1049 GENIUS, ART AND MADNESS
Distinguished Emeritus Professor Ian A. Aaronson, Medical University of South Carolina, United States of America.
It has been claimed since antiquity that genius and madness are linked. This richly illustrated course will examine the work and personalities of five major artists in order to shed light on this relationship.

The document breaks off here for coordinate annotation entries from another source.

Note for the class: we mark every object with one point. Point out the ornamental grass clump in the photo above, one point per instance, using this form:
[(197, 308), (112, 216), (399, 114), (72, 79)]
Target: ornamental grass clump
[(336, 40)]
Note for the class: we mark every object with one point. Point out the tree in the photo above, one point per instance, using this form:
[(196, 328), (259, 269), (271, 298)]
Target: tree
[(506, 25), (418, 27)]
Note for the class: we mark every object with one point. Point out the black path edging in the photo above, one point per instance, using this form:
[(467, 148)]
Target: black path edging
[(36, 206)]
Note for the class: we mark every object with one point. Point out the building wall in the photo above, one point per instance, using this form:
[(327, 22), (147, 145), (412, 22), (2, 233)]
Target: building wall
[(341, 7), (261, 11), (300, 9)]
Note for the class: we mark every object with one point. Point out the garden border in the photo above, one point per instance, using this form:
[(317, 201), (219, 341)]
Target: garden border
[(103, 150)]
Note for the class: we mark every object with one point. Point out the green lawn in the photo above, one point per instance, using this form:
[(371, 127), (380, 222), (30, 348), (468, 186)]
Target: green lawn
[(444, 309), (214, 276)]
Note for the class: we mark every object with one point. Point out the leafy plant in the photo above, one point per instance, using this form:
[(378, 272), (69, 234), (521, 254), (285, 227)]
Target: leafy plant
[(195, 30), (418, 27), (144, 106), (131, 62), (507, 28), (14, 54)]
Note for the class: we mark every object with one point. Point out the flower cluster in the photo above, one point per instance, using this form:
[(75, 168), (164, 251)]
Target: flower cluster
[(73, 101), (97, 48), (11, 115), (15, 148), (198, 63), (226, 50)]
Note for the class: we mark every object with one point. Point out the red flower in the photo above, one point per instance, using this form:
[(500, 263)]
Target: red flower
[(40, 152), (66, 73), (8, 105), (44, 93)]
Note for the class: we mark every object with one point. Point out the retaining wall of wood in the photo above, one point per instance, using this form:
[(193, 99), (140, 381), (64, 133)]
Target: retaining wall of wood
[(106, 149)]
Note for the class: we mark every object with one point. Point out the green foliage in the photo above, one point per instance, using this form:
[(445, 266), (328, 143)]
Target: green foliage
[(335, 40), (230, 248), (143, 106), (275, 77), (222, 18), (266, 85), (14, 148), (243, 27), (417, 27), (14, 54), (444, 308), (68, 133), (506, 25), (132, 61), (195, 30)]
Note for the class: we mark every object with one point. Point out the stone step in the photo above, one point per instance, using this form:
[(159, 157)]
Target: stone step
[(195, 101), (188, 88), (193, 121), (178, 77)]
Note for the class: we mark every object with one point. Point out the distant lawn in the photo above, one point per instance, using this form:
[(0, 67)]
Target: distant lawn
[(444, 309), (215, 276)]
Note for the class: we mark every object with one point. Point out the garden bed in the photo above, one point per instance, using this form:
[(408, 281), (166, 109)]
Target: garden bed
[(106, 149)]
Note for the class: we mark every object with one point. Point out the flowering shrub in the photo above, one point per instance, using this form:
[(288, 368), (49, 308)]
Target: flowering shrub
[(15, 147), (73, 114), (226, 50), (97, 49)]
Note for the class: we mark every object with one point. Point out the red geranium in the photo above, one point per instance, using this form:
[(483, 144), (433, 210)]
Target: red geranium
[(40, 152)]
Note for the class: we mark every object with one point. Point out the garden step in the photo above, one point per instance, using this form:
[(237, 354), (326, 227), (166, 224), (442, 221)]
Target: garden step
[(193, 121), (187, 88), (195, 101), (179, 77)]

Michelangelo Buonarroti is widely acclaimed as the greatest artist of the Italian Renaissance, yet aspects of his behavior raise questions about his mental health. The poet and artist William Blake is regarded as a visionary genius today, but for over a century he was dismissed as a madman. The art of Adolf Wölfli, confined to a mental institution with schizophrenia, not only reveals similarities to that of Blake, but also provides insights into the neurophysiology of the creative process. The angst-ridden paintings of Edvard Munch will be examined in the context of the Nordic psyche, whilst the late paintings of Vincent van Gogh, together with his letters, will be probed for clues about the precise nature of his psychiatric illness. Evidence will be presented that suggests that any creative individual is somewhere along a spectrum extending from the plodder to the genius who lives close to the brink of madness.
1. Michelangelo Buonarroti: A Renaissance genius
2. William Blake: Visionary genius or madman?